Tres meses después, nuestro divorcio estaba casi finalizado. Debido a la mala gestión financiera, el rastro documental y su intento de transferir bienes, el acuerdo se inclinó claramente a mi favor. Él perdió su trabajo, su reputación y, finalmente, el apartamento que ya no podía pagar. Yo me quedé con la casa. Vendí el reloj de aniversario con una pequeña pérdida y usé el dinero para comprar un billete de avión a Seattle, donde mi hermana y yo pasamos un largo fin de semana caminando bajo la lluvia y sin hablar de hombres a menos que yo quisiera.
Justo el día en que habríamos celebrado nuestro tercer aniversario, firmé los papeles definitivos del divorcio en el despacho de mi abogado.
Sin música. Sin discursos. Sin lágrimas.
Solo un bolígrafo, una pila de documentos y el tipo de silencio que sigue después de que todo lo falso se ha consumido por el fuego.
Al salir a la calle, mi teléfono vibró con un mensaje de un número desconocido.
Era Andrew.
Nunca quise que nada de esto sucediera.
Miré las palabras por un momento y luego las borré.

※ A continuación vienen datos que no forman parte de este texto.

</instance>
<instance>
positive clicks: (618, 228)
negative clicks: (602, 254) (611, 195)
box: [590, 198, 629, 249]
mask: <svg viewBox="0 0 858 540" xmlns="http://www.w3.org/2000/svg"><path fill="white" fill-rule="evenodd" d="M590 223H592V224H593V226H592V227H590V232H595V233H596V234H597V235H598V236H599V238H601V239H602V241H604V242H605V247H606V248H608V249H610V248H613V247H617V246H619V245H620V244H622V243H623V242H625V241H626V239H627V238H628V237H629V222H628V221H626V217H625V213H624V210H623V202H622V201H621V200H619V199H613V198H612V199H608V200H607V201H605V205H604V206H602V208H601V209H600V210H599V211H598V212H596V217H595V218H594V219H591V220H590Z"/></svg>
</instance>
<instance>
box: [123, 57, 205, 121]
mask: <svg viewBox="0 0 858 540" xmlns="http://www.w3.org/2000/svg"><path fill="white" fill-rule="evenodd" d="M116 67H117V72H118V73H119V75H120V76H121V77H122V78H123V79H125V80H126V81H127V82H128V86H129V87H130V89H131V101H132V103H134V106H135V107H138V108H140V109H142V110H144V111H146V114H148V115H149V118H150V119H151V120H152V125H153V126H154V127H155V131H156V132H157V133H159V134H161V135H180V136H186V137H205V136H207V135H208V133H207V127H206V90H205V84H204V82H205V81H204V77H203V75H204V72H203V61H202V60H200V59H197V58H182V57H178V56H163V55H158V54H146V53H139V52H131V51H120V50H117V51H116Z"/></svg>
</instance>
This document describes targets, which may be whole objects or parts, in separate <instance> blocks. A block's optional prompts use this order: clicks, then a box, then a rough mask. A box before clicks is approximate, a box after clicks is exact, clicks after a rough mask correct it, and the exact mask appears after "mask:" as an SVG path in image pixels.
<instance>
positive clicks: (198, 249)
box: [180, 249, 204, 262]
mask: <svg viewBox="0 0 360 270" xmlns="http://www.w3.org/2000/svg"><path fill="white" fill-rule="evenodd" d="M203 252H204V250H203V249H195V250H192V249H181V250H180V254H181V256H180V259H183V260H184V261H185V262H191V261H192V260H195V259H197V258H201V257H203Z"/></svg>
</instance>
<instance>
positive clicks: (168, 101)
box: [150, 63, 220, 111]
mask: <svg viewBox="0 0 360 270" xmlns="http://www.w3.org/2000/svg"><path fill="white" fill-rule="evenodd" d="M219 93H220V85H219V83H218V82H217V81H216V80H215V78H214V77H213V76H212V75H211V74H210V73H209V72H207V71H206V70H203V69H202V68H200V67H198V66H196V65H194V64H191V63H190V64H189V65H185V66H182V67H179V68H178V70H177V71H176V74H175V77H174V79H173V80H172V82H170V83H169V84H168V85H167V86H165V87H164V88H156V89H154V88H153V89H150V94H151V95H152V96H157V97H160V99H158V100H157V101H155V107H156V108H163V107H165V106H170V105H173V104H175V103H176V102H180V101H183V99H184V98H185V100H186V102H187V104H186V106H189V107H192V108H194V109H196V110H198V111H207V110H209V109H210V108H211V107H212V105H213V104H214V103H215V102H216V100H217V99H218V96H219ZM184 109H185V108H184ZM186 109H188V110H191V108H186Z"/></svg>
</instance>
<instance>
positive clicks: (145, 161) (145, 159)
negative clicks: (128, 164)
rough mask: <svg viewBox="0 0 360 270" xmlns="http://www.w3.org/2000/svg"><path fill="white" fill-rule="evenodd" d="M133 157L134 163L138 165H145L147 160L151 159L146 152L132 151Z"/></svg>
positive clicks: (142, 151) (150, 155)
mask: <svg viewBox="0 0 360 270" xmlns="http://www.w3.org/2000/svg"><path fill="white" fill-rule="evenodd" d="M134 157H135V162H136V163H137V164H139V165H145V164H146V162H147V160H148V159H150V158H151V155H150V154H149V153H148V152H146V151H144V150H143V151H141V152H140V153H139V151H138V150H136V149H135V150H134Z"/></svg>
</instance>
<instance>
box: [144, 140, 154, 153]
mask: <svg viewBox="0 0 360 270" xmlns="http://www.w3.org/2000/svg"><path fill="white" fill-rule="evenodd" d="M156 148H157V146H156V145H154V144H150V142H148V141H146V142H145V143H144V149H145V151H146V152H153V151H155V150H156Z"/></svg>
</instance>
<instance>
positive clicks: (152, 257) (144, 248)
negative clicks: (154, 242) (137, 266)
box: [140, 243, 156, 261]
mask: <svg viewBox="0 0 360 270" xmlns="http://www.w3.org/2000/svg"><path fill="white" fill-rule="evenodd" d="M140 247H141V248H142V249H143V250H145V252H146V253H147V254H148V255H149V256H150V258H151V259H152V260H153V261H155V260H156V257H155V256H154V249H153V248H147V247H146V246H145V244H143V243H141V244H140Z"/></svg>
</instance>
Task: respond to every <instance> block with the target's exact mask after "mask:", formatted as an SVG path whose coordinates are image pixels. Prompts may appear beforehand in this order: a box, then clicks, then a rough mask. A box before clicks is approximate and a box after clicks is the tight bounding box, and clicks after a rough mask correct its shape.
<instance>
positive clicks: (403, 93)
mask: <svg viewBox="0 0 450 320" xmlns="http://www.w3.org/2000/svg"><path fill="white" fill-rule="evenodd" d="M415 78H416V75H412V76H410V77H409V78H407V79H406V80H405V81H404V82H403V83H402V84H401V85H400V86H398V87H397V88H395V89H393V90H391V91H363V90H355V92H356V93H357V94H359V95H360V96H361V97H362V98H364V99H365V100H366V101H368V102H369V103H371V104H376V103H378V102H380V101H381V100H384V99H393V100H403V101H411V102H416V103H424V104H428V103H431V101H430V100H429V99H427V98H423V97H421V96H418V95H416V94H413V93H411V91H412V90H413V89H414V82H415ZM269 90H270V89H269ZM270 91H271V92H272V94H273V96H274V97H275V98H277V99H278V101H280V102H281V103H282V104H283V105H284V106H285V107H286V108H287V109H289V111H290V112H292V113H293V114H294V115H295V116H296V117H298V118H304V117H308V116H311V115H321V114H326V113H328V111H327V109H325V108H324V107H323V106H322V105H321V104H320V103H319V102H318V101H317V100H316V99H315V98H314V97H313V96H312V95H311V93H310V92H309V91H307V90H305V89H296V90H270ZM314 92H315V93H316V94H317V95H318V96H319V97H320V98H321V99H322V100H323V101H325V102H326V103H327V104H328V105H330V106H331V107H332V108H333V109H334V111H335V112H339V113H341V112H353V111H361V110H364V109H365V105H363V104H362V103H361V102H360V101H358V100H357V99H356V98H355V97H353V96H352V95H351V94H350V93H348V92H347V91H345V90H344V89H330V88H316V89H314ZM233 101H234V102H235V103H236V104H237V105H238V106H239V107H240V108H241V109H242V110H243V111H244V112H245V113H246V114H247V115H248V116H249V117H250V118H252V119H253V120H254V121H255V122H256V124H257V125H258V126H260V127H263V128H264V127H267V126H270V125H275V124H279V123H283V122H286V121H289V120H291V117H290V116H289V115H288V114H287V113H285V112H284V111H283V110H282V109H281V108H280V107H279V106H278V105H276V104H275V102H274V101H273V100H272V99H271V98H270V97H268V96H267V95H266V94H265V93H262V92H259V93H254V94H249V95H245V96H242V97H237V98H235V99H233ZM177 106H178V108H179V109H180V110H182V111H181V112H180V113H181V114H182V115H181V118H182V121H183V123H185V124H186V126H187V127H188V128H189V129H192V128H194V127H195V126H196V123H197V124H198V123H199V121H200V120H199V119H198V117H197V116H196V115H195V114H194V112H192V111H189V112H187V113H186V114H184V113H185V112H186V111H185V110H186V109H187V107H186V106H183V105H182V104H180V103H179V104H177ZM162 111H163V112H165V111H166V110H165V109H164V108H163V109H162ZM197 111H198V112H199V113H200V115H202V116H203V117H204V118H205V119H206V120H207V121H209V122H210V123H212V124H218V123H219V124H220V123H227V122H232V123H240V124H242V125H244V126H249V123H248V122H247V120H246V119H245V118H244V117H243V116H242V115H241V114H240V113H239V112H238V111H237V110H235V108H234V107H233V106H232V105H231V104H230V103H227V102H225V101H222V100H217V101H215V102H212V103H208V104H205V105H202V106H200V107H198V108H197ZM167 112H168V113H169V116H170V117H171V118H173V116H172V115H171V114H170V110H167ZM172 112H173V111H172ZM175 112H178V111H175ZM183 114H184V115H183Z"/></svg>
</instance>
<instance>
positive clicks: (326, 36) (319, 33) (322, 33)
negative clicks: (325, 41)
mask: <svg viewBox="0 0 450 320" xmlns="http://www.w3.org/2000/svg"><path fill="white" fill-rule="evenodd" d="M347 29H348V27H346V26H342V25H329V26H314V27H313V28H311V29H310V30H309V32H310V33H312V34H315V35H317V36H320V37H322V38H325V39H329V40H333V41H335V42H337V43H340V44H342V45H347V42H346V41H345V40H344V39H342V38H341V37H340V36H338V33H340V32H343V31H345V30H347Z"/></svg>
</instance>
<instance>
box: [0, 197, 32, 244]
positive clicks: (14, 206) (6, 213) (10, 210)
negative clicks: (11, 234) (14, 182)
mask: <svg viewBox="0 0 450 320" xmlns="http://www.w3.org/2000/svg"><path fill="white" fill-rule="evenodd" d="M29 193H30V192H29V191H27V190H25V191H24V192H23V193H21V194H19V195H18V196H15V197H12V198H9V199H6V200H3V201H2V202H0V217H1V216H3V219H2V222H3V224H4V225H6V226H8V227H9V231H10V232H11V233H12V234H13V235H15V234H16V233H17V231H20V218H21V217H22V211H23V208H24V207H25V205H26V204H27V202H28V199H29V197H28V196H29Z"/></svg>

Porque para entonces, finalmente comprendí algo que me había costado demasiado tiempo aprender:
Esto no le sucedió a él.
Esto no le sucedió a él.
Ocurrió por su culpa.
Y por primera vez desde aquella noche en el restaurante, no sentí ira al pensarlo. Sentí claridad.
Hay una diferencia.
Seis meses después, estaba descalza en mi cocina, con una taza de café que hacía rato que se había enfriado.
La casa se sentía diferente ahora.
No más callada, simplemente honesta.
Sin tensión latente en las conversaciones. Sin dudas sobre cosas tan simples como reuniones tardías o cenas de trabajo. Sin sonrisas forzadas al otro lado de la mesa. Solo espacio. Espacio real.
Había conservado la casa, pero no la vida que solía llenarla.
La mayoría de los muebles seguían igual, pero yo había cambiado algunas cosas de sitio. La mesa del comedor ahora estaba más cerca de las ventanas. La habitación de invitados se había convertido en un despacho. El espejo del pasillo, donde solía mirarme antes de que Andrew volviera a casa, ya no estaba.
Ya no necesitaba prepararme para nadie.
Esa fue la parte extraña.
La libertad no llegó con estruendo. No se sintió como una celebración.
Se sentía… tranquilo.
Ganado.
Mi teléfono vibró sobre el mostrador.